As the heatwave persists, it’s not just the cattle that are feeling the heat. Ranchers are facing financial hardships as they invest in additional resources to combat the extreme conditions.

Cattle are more sensitive to extreme heat than we might think. Prolonged exposure to high temperatures can lead to heat stress, which affects their digestion, immunity, and overall health.

“So through times of extreme heat kind of like we’re facing right now, the grazing hours that a cow is going to go through are shorter due to wanting to be in the shade, they don’t want to eat while they’re hot,” cattle owner Ryan Danos said.

Less grazing hours means less nutrition.
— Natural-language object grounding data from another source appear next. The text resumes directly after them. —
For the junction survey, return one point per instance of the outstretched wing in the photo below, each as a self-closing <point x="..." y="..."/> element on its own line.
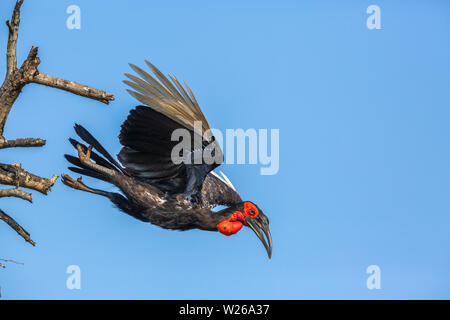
<point x="147" y="135"/>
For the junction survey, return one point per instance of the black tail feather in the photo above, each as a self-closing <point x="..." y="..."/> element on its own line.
<point x="89" y="173"/>
<point x="89" y="139"/>
<point x="94" y="156"/>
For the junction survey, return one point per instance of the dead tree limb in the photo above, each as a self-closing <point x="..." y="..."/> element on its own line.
<point x="8" y="260"/>
<point x="16" y="78"/>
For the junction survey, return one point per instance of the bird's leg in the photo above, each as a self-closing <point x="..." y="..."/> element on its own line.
<point x="85" y="159"/>
<point x="79" y="185"/>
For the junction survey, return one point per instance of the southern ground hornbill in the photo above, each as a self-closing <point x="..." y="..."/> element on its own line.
<point x="172" y="194"/>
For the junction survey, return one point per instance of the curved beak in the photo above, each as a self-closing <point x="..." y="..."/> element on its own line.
<point x="260" y="225"/>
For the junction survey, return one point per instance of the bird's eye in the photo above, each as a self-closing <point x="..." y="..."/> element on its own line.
<point x="250" y="209"/>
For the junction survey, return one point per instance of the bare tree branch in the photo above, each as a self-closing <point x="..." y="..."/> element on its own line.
<point x="14" y="175"/>
<point x="8" y="260"/>
<point x="13" y="26"/>
<point x="13" y="224"/>
<point x="73" y="87"/>
<point x="16" y="78"/>
<point x="16" y="192"/>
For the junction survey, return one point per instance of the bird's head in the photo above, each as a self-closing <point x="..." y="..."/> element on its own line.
<point x="247" y="214"/>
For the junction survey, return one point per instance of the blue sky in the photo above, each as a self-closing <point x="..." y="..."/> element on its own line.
<point x="364" y="149"/>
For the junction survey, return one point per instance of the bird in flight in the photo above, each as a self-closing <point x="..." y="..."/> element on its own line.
<point x="168" y="187"/>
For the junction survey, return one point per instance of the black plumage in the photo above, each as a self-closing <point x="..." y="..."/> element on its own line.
<point x="154" y="188"/>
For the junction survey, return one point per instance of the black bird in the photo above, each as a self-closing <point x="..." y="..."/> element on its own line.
<point x="173" y="194"/>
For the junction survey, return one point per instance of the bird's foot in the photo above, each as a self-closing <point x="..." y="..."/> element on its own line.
<point x="75" y="184"/>
<point x="85" y="157"/>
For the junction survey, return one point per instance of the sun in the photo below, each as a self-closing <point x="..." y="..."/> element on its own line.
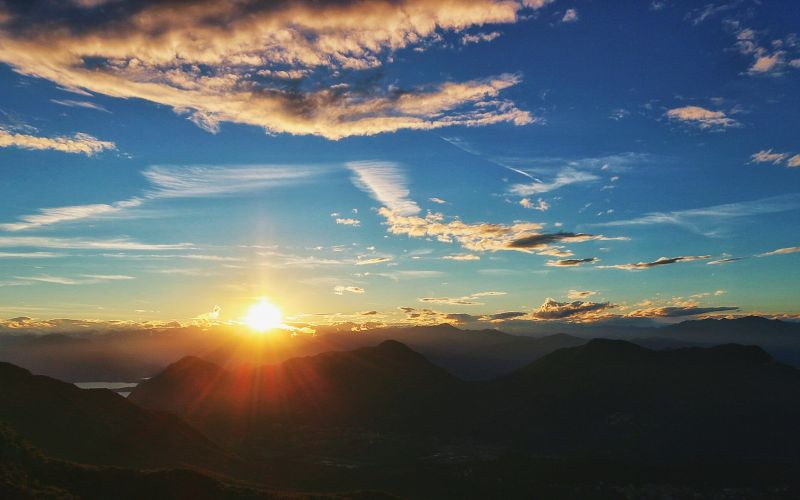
<point x="263" y="316"/>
With heat stress, cattle may not show any outward signs, but the impacts on productivity can be devastating.

“We’re going through kind of a drought period right now; the nutrition that’s in front of them is not as nutritious as it should be, so in reality, they need to be eating a lot more of it to be getting what they need,” Danos said. “And so we’re kind of getting hurt in two ways right now, hot and lack of nutrition due to lack of rain.”

In fall-calving herds especially, heat stress in late summer and early fall negatively impacts colostrum quality. Poor-quality colostrum leads to increased sickness and decreased growth in calves.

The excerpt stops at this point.